Assassination of Kuhsar Fatehi and the guaranteed deterrence for full implementation of the Geneva Conventions

An armed and terrorist attack by PJAK group on a rescue ambulance on July 20, 2016 in Kamyaran city led to the death of Kuhsar Fatehi, a Red Crescent relief worker. Kuhsar was passing during his relief turn with standard Red Crescent signs, so attacking the Red Crescent car and targeting the relief workers is, undoubtedly, a terrorist act and a violation of human and humanitarian rights in times of peace and even international animosity. Studying this crime from the perspective of human and humanitarian rights reveals dimensions addressing tasks that could be pursued by the parties to this incident.

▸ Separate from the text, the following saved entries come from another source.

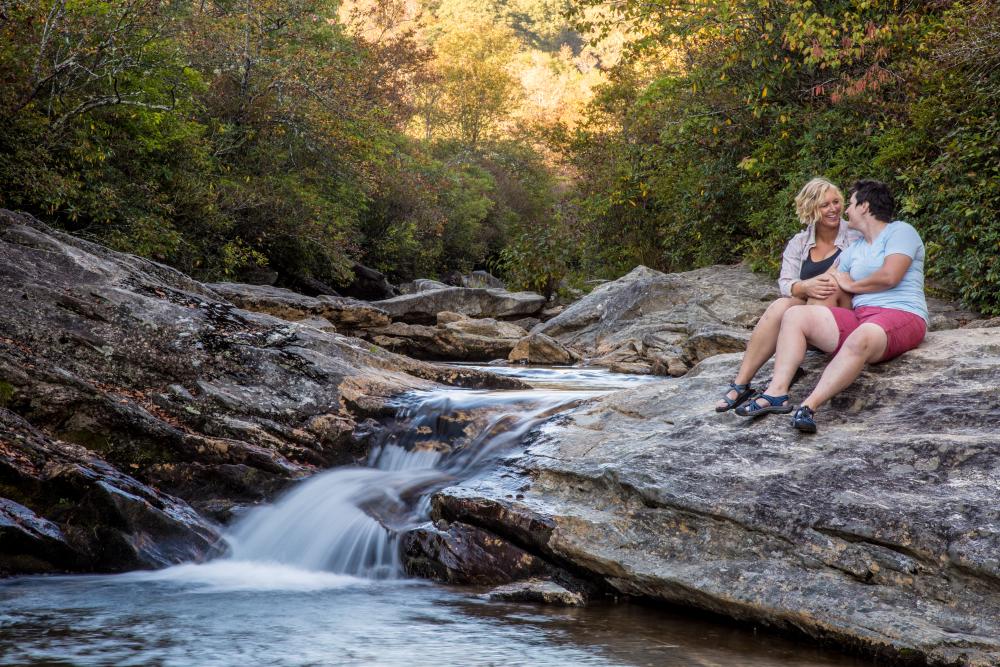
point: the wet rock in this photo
(526, 323)
(456, 337)
(536, 590)
(460, 554)
(72, 511)
(879, 532)
(651, 322)
(648, 322)
(540, 349)
(168, 384)
(423, 307)
(345, 314)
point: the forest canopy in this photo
(545, 140)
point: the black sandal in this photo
(743, 393)
(775, 405)
(803, 419)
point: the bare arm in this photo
(893, 269)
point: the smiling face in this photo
(829, 208)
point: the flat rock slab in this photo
(881, 532)
(653, 322)
(536, 590)
(423, 307)
(348, 315)
(162, 384)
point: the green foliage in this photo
(695, 158)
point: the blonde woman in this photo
(807, 267)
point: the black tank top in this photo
(811, 269)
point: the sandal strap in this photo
(773, 400)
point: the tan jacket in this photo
(798, 249)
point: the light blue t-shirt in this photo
(862, 259)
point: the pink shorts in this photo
(904, 330)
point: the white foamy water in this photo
(349, 520)
(283, 597)
(227, 576)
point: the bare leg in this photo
(839, 299)
(865, 345)
(800, 327)
(762, 341)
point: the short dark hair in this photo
(880, 201)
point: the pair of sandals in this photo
(746, 404)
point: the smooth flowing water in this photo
(316, 579)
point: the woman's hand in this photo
(821, 287)
(843, 278)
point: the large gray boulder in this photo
(346, 314)
(96, 517)
(166, 382)
(652, 322)
(881, 532)
(455, 338)
(423, 307)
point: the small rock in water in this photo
(536, 590)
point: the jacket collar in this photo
(842, 235)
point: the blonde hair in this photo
(809, 197)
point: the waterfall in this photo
(349, 520)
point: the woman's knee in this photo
(867, 341)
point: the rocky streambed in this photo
(139, 409)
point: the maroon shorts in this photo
(904, 330)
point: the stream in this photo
(316, 578)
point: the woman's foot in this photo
(803, 419)
(765, 404)
(737, 395)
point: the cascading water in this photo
(310, 578)
(349, 520)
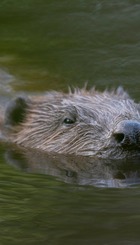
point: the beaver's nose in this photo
(127, 133)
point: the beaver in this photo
(82, 122)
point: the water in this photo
(52, 45)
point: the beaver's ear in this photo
(16, 111)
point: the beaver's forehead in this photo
(93, 101)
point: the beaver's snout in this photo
(127, 133)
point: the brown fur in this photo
(81, 122)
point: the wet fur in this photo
(38, 122)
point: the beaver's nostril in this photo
(119, 137)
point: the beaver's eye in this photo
(68, 121)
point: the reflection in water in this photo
(77, 170)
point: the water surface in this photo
(52, 45)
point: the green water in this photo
(52, 44)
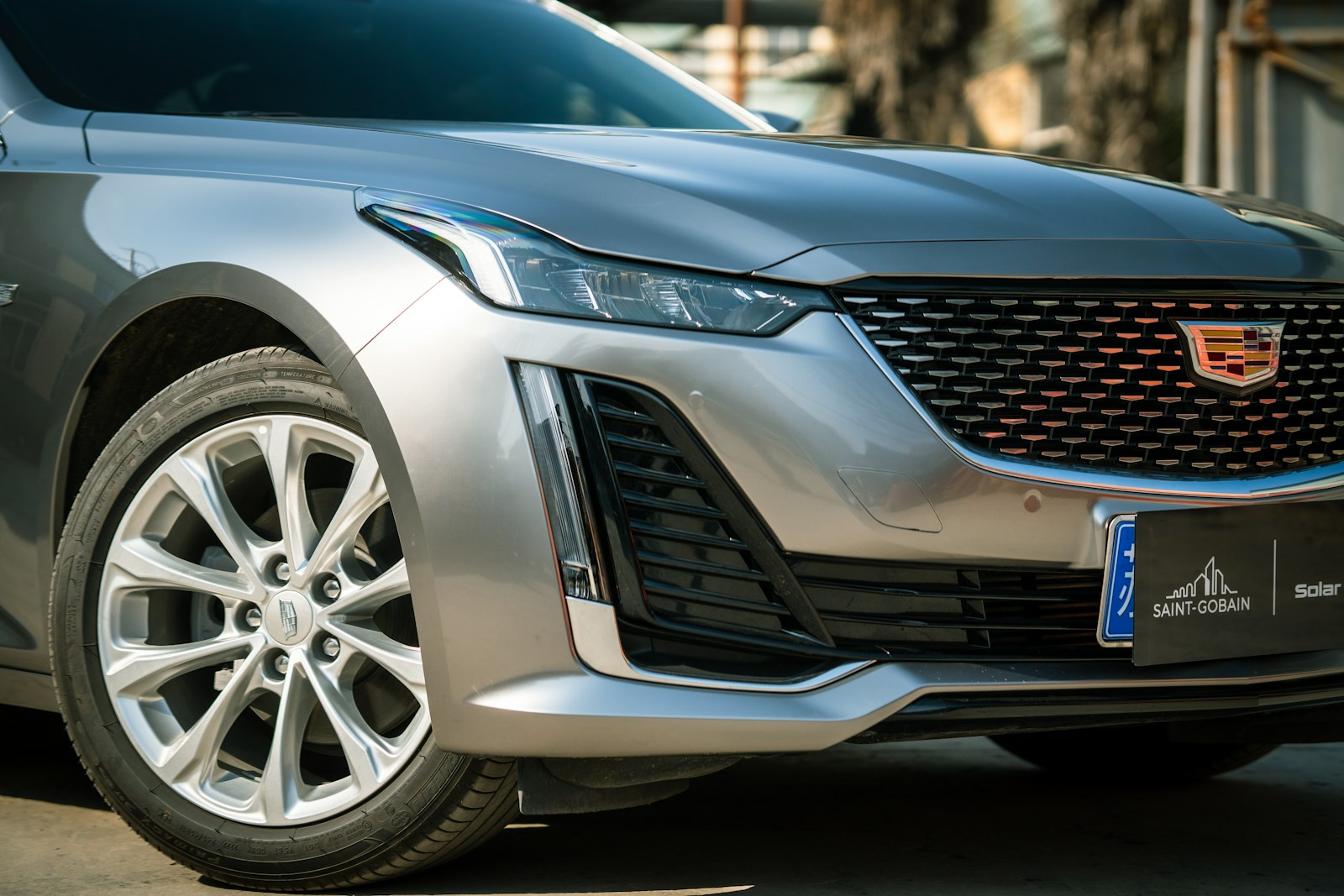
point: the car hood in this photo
(748, 202)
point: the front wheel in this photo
(1140, 754)
(235, 647)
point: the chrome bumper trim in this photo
(597, 642)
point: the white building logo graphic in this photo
(1210, 584)
(1207, 594)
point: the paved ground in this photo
(951, 819)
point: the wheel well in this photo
(156, 348)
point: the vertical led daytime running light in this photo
(551, 432)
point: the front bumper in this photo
(784, 417)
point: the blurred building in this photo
(770, 55)
(1243, 94)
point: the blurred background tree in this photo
(1126, 76)
(907, 65)
(913, 65)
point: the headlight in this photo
(517, 266)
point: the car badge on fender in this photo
(1236, 358)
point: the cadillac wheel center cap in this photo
(288, 618)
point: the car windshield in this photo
(491, 60)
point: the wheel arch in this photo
(163, 327)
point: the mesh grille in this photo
(1100, 380)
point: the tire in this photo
(1136, 755)
(235, 647)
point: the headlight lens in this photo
(517, 266)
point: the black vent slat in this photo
(691, 595)
(652, 531)
(978, 595)
(672, 506)
(958, 624)
(625, 416)
(618, 441)
(1100, 379)
(658, 476)
(651, 558)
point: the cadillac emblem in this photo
(1236, 358)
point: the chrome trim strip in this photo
(1202, 676)
(597, 642)
(1267, 486)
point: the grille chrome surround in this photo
(1097, 380)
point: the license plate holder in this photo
(1220, 584)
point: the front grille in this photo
(1100, 379)
(692, 563)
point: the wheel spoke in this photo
(221, 741)
(141, 669)
(286, 459)
(279, 793)
(365, 495)
(398, 658)
(369, 754)
(195, 752)
(147, 566)
(365, 600)
(197, 483)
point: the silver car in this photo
(413, 411)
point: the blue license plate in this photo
(1116, 627)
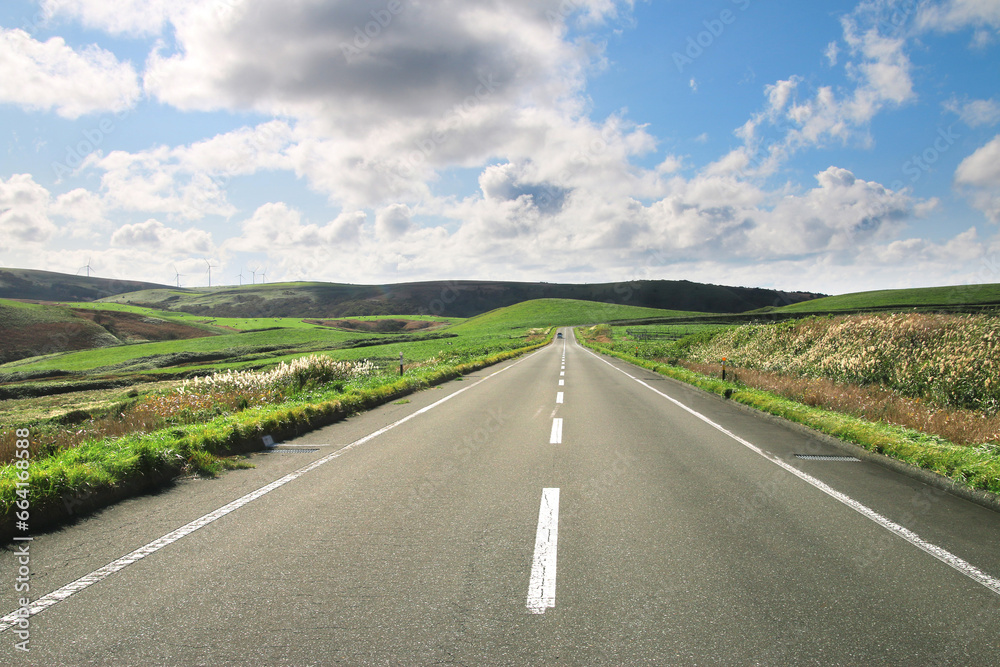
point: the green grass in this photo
(956, 296)
(100, 470)
(973, 467)
(558, 312)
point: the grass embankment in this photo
(834, 343)
(958, 297)
(96, 472)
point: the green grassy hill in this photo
(463, 298)
(50, 286)
(958, 297)
(558, 312)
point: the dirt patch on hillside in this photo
(34, 339)
(133, 327)
(379, 326)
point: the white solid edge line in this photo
(60, 594)
(943, 555)
(542, 585)
(556, 437)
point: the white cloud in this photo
(952, 15)
(190, 182)
(393, 221)
(153, 235)
(278, 229)
(880, 70)
(831, 53)
(432, 86)
(979, 176)
(975, 113)
(129, 17)
(24, 219)
(84, 210)
(52, 76)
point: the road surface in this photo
(562, 508)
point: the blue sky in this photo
(833, 147)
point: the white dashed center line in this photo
(542, 586)
(556, 437)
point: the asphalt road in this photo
(652, 525)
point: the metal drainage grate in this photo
(827, 457)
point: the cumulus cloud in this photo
(351, 63)
(979, 176)
(952, 15)
(153, 235)
(795, 119)
(51, 75)
(976, 113)
(384, 99)
(278, 229)
(190, 182)
(24, 213)
(124, 17)
(393, 221)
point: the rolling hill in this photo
(50, 286)
(957, 297)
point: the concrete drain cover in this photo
(827, 457)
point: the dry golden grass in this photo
(875, 403)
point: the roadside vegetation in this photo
(919, 387)
(186, 407)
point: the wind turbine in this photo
(210, 267)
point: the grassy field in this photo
(560, 312)
(946, 297)
(976, 466)
(104, 439)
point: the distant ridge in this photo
(50, 286)
(461, 298)
(464, 298)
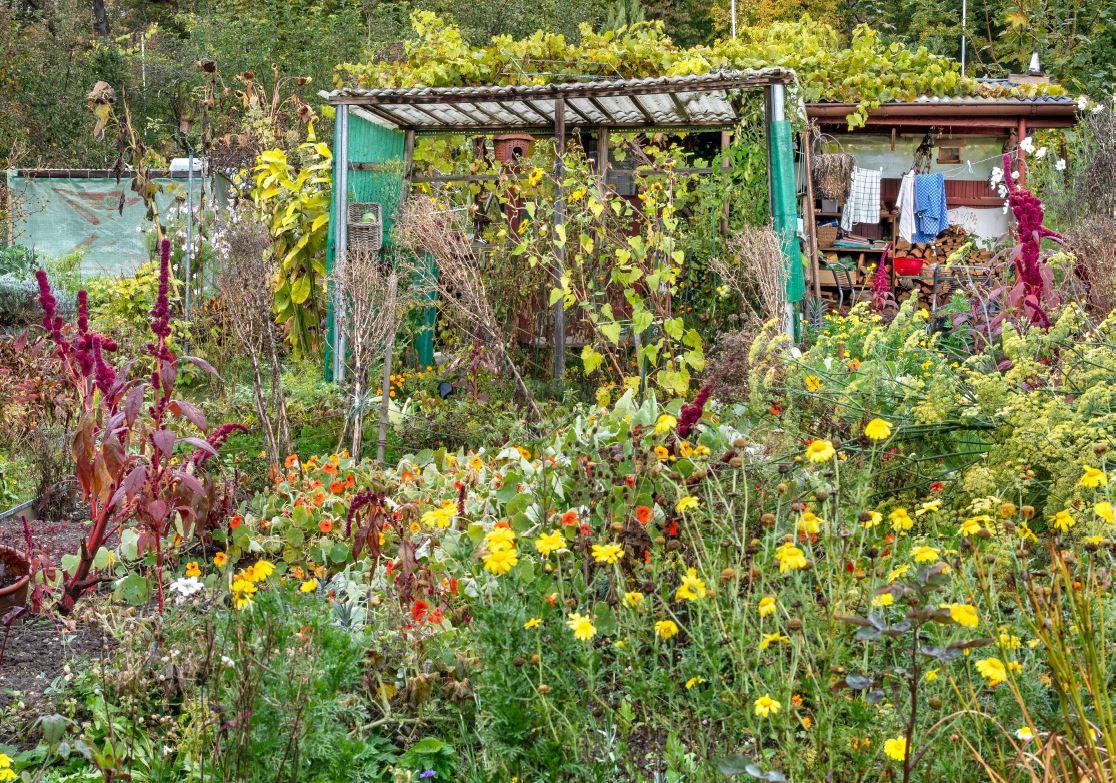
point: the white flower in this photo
(186, 587)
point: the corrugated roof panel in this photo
(586, 107)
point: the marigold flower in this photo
(607, 553)
(501, 560)
(767, 606)
(766, 706)
(686, 503)
(440, 516)
(666, 629)
(790, 558)
(775, 638)
(924, 554)
(877, 429)
(665, 424)
(1094, 477)
(1064, 520)
(548, 543)
(581, 626)
(259, 570)
(501, 537)
(692, 587)
(901, 520)
(820, 451)
(993, 670)
(963, 614)
(809, 522)
(895, 748)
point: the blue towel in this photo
(931, 216)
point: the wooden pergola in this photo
(699, 103)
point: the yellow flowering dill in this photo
(581, 626)
(877, 429)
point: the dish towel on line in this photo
(931, 214)
(863, 204)
(905, 202)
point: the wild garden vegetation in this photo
(882, 551)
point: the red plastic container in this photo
(906, 267)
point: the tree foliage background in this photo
(51, 51)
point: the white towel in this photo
(863, 204)
(905, 202)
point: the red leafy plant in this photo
(126, 436)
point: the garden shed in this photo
(960, 138)
(375, 134)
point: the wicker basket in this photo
(831, 175)
(365, 226)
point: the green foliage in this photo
(865, 70)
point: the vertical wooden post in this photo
(559, 310)
(725, 143)
(340, 245)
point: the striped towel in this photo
(863, 204)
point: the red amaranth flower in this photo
(691, 412)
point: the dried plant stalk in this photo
(426, 228)
(375, 295)
(754, 269)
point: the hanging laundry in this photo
(931, 215)
(905, 204)
(863, 204)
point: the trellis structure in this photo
(375, 133)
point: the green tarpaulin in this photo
(56, 216)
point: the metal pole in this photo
(778, 114)
(190, 230)
(340, 249)
(964, 21)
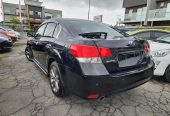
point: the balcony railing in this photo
(154, 15)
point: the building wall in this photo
(10, 11)
(132, 3)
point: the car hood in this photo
(155, 46)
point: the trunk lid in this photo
(127, 53)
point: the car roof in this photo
(143, 30)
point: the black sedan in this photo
(5, 42)
(89, 59)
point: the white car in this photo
(160, 50)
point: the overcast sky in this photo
(110, 9)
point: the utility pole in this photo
(20, 17)
(147, 12)
(89, 11)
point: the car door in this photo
(46, 41)
(144, 35)
(157, 34)
(36, 47)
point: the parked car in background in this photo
(15, 32)
(12, 35)
(160, 50)
(149, 34)
(5, 42)
(9, 34)
(88, 58)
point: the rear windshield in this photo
(92, 29)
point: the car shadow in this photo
(159, 79)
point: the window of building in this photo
(22, 12)
(162, 4)
(7, 10)
(17, 11)
(39, 13)
(58, 16)
(49, 29)
(31, 12)
(130, 12)
(48, 15)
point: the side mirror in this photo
(30, 34)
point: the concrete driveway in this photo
(25, 91)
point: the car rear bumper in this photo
(105, 85)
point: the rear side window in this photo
(92, 29)
(144, 35)
(49, 30)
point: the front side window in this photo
(40, 31)
(49, 30)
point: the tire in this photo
(28, 54)
(55, 80)
(167, 74)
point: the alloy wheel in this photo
(54, 79)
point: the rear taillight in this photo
(90, 54)
(147, 48)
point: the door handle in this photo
(48, 46)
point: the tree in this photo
(15, 21)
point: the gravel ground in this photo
(25, 91)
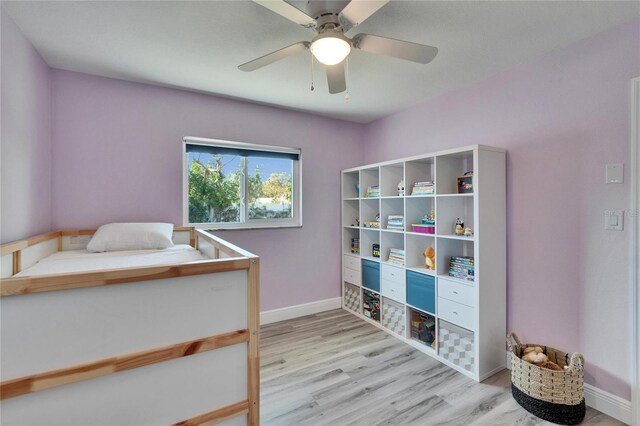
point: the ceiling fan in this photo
(331, 46)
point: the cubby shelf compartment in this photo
(350, 213)
(449, 167)
(422, 328)
(470, 343)
(449, 209)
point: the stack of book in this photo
(462, 267)
(395, 222)
(422, 188)
(355, 245)
(396, 256)
(372, 192)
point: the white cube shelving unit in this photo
(465, 320)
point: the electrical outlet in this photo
(614, 220)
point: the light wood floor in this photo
(335, 369)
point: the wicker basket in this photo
(555, 396)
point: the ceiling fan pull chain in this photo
(312, 73)
(347, 96)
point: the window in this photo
(240, 185)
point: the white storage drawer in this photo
(456, 313)
(391, 273)
(456, 292)
(393, 290)
(351, 262)
(351, 276)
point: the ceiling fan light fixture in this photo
(330, 48)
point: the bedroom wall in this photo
(562, 118)
(118, 157)
(25, 133)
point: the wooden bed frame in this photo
(207, 308)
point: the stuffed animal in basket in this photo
(535, 355)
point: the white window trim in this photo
(296, 203)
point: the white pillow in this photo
(131, 236)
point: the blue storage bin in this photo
(371, 275)
(421, 291)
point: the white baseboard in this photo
(608, 403)
(603, 401)
(275, 315)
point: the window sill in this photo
(243, 226)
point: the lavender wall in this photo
(26, 137)
(562, 118)
(118, 157)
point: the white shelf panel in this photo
(422, 270)
(455, 195)
(458, 280)
(455, 237)
(421, 310)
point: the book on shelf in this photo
(422, 188)
(462, 267)
(395, 222)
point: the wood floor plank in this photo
(335, 369)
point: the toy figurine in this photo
(429, 258)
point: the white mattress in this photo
(84, 261)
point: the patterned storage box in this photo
(352, 297)
(393, 316)
(456, 345)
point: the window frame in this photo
(296, 203)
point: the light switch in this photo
(615, 173)
(613, 220)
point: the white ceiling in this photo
(197, 45)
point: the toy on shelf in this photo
(422, 188)
(372, 223)
(427, 225)
(465, 183)
(355, 245)
(423, 328)
(430, 258)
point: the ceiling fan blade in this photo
(407, 50)
(285, 10)
(357, 11)
(336, 78)
(274, 56)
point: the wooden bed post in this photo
(253, 372)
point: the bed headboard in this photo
(19, 255)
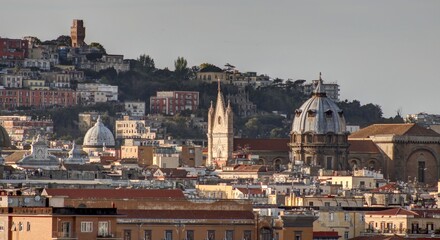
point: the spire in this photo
(218, 85)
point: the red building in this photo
(13, 98)
(174, 102)
(13, 49)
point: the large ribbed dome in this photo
(99, 136)
(319, 115)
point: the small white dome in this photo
(319, 115)
(99, 136)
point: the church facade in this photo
(405, 152)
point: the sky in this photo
(380, 52)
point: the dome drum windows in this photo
(328, 113)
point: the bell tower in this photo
(220, 132)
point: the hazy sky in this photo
(383, 52)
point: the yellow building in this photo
(354, 182)
(35, 84)
(348, 222)
(221, 191)
(395, 221)
(324, 201)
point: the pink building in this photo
(170, 103)
(13, 49)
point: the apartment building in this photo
(173, 102)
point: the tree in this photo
(146, 63)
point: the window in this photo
(329, 162)
(190, 235)
(211, 234)
(127, 234)
(86, 226)
(65, 229)
(298, 235)
(229, 235)
(148, 235)
(103, 229)
(247, 235)
(168, 235)
(421, 172)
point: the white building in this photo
(112, 61)
(42, 64)
(131, 128)
(91, 93)
(135, 109)
(331, 89)
(12, 81)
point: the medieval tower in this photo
(77, 33)
(220, 132)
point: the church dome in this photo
(5, 141)
(99, 136)
(319, 115)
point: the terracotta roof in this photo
(173, 172)
(390, 187)
(394, 211)
(394, 237)
(326, 234)
(363, 146)
(409, 129)
(378, 237)
(427, 213)
(273, 144)
(15, 156)
(186, 214)
(115, 193)
(250, 168)
(84, 167)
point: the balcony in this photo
(64, 236)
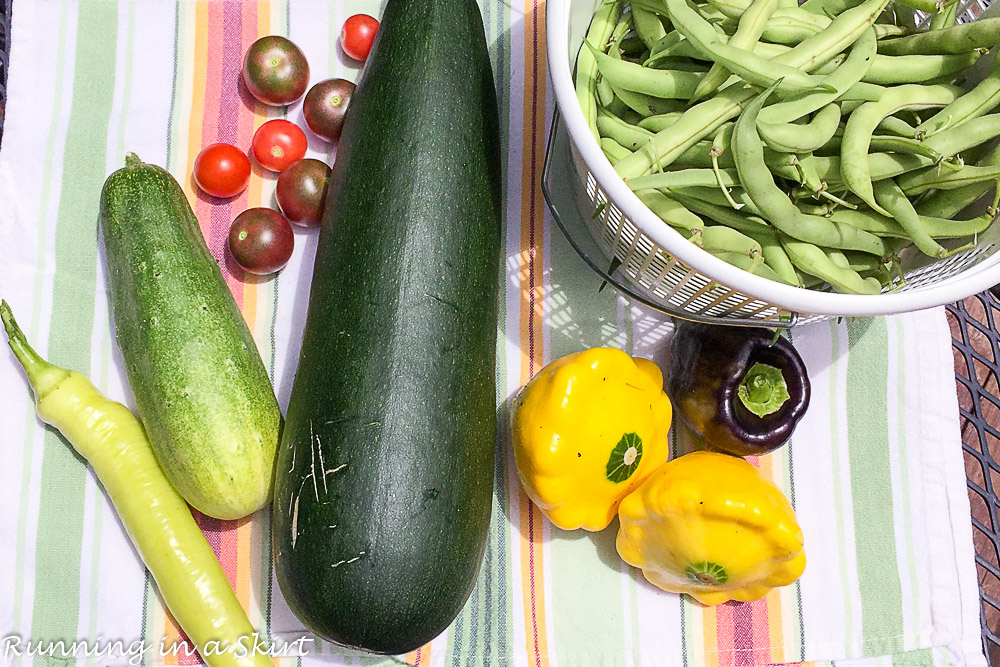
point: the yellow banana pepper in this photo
(587, 430)
(709, 525)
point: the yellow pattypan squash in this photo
(709, 525)
(587, 430)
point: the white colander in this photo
(669, 272)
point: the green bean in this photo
(619, 108)
(812, 259)
(613, 150)
(672, 38)
(803, 17)
(981, 99)
(848, 75)
(660, 121)
(710, 15)
(632, 46)
(947, 203)
(683, 178)
(892, 199)
(748, 264)
(945, 16)
(715, 197)
(732, 8)
(856, 261)
(652, 6)
(647, 26)
(792, 138)
(605, 94)
(719, 238)
(832, 65)
(882, 165)
(777, 208)
(893, 144)
(843, 31)
(675, 63)
(822, 210)
(791, 26)
(707, 116)
(785, 32)
(747, 34)
(936, 227)
(743, 63)
(862, 92)
(983, 33)
(897, 126)
(631, 137)
(918, 68)
(638, 79)
(646, 105)
(890, 143)
(916, 182)
(754, 227)
(855, 168)
(926, 6)
(968, 135)
(586, 65)
(743, 221)
(828, 7)
(669, 210)
(884, 30)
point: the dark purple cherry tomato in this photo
(261, 240)
(325, 106)
(275, 71)
(301, 191)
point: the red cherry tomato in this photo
(357, 35)
(222, 170)
(261, 240)
(278, 143)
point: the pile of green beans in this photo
(809, 144)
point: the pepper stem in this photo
(763, 389)
(42, 376)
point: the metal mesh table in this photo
(976, 347)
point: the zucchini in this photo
(202, 391)
(384, 478)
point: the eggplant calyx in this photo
(763, 389)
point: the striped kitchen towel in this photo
(875, 470)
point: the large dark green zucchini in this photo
(384, 474)
(201, 389)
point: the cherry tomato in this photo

The most important aspect of this incident is the vital issue of providing security for the relief and activities of the relief workers. Any prevention in the route or process of aid can be considered as disruption of relief, which is an example of crime in international armed conflict in the armed context and in the Geneva Convention itself. Even if we consider the circumstances of the incident in Kamyaran as outside the situation of armed conflict, the disruption of the relief work still means a violation of the right of access to medical care for the people of the region and is undoubtedly an example of human rights violation.

Therefore, providing the security of the relief workers and the continuation of the uninterrupted relief process is a vital matter that must be given priority to ensure the obvious rights of the people. The fact that the Iranian government has established software and hardware infrastructure in providing relief services does not necessarily mean that this necessary human service has been accomplished by the people! If the security of the relief staff is guaranteed, any withdrawal of the relief staff from service and this due to lack of security will be the fault of the Iranian government.

To clarify the need for feeling security by the relief staff, we need, first, to point out that the 1906 Geneva Convention, contrary to the 1864 Convention, which implicitly stated respect and support for the rescuers and the wounded, the 33-article 1906 Geneva Convention explicitly refer to the terms “respect” and “protection” of rescuers and the wounded in armed conflict.

Accordingly, articles 24 to 27 of the First Geneva Convention, Articles 36 and 37 of the Second Geneva Convention, Article 20 of the Fourth Convention, Articles 15, 62 and 67 of the First Additional Protocol and Article 9 of the Second Additional Protocol declare the rights of relief and medical staff. The articles say these individuals can not waive any of these rights, either voluntarily or by force. Accordingly, in the four Geneva Conventions and its two Additional Protocols, there are general principles on the rights and powers of relief workers, which empower relief workers in humanitarian aid.

One of these principles is to feel security in the relief process by the relief staff.

In this regard, the Geneva Convention emphasizes that international humanitarian law provides protection and respect for health workers in times of armed conflict; This means that these employees should be able to perform their duties freely and not be afraid of being attacked during the activity, and in case of attack, they should be defended.

Now, the issue of defending the relief workers’ rights concerns both sides of the conflict, and specifically regarding the assassination of Kuhsar Fatehi, given the terrorist nature of PJAK and the group’s non-compliance with international law, a more serious part of the incident relates to the Iranian government. As a result, despite the PJAK terrorist attack on a member of the Red Crescent, the Iranian government, as its duty, must defend the lives, health and safety of the relief staff.

So what we expect the Iranian government to do is to provide security for the relief staff against the attacks of this terrorist group with a long history of such atrocities, so the government must try to bring an end to this group.

In fact, there is no hope to see the aggressor namely PJAK to change its behavior and to prevent such incidents from re-happening, we expect the Iranian government to use decisive and executive mechanisms to end the armed group’s threat against the relief staff.

The Iranian government condemns PJAK as a terrorist act and its non-compliance with human rights law, while seeking judicial and legal action against the perpetrators of the crime against Kuhsar Fatehi, but these measures are not enough, there is not even a guarantee deterrence in it. What is the responsibility of the Iranian government to provide the security of the relief staff is to stop terrorist activities on Iranian soil, which can ensure a feeling of security for the establishment of relief in the region. In other words, condemning terrorists is not enough! And the Iranian government must take public actions to stop the PJAK terrorism and support the relief staff.